"Language in art remains a highly ambiguous transaction"
There are two ways of leaving an island. By air or by sea. Being as close to my usual destination (Auckland) as I am , the sea is my normal mode of transport. It is a calming 35 min journey, unless the northerly kicks up, and then there are a few white faces. The boats are generally on the hour, and during holidays they are overflowing with tourists, daytrippers, townies, as well as locals just trying to get home or to work.

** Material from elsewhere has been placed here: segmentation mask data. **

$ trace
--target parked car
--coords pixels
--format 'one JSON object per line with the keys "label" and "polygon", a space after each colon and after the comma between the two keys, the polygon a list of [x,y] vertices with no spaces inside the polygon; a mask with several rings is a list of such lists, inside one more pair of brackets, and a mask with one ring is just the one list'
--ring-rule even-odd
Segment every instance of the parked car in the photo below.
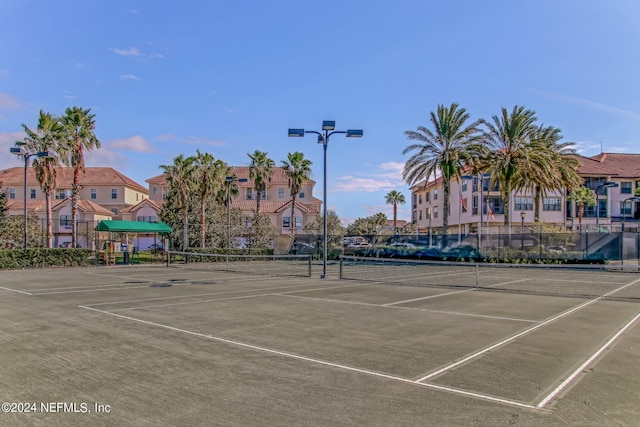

Saturday morning at 8 is not generally a busy time to leave the island. Nevertheless, the coffee kiosk had its usual line up of bleary eyed suspects, including me, and the goth-esque teen with a coin-sized ring through his lip was doing his best to keep up. Still, the minutes ticked away until departure...6,5, then 4. the ferries don't care if you have a warm drink or not. I felt the pang of a combined caffeine need with missing-the-boat anxiety. Not pretty. Naturally I had already paid for my latte, and no one in their right mind would buy coffee on board, so the situation was quickly becoming dire. Other java-heads were also nervously watching the clock, the boat, and him in sustained glances that quickly became agitated. Juggling my laptop, paper, suitcase and coffee while producing my ticket is an act worthy of more practice, but in the end barista boy pulled his Heavy Metal hands into gear, and we were away on time, with a thundery downpour adding to the drama of a simple trip into town on a Saturday morning.
They say that one of the definitions of karma is "that which arranges your priorities" for you. That may be so. Those things which are most important should never be sacrificed for those which are least. Between the boat and the coffee however, there was a real dilemma: I needed both. A big shout out to "coffee guy". He jumped right into my karmic field of action and arranged my priorities for me. Nice one.
Among the more interesting social epidemics I follow in my role as an unofficial observer of humanity in action is what I call the "personal space syndrome". It is very evident with early morning ferry commuters, as well as pedestrians. Many are plugged into their media of choice, usually by earphones, with a signal to all that says "I am engaged". On the other hand, so much can be missed without a connection to the immediate environment. I was looking all around me, at the sea, the people, and the other islands as we sailed by, feeling the story behind each. They all have one.
Walking up the busiest street in downtown Auckland is an exercise in avoiding contact. Not just eye contact, but full physical. Some are talking on their cellphones, some are texting, some are listening to their iPods, and some are doing a combination of all three. Not many are aware of their surroundings. Pity the marketer in the 21st century. How to connect with these people? They don't watch commercial TV, they don't buy CD's anymore, and their world is made up of all that is digital/personal/virtual/mobile. What will they buy? More devices to stay connected? Perhaps. But to what are they connecting?
I probably sound old fashioned in championing the art of conversation and social engagement outside the digital realm. Imagination plays a big part in this practice of participatory observing, and judgement must cast aside to be effective. Apparently there is a world wide "Slow Life" movement, incorporating Slow Cities, and Slow Food, etc. I say good work. So much is missed when one is in a hurry. The seductive idea of being fully present in our daily life brings with it an image of expanding our awareness, and in the process becoming a better human being. Not a bad trade off for missing a boat or a coffee. Or both.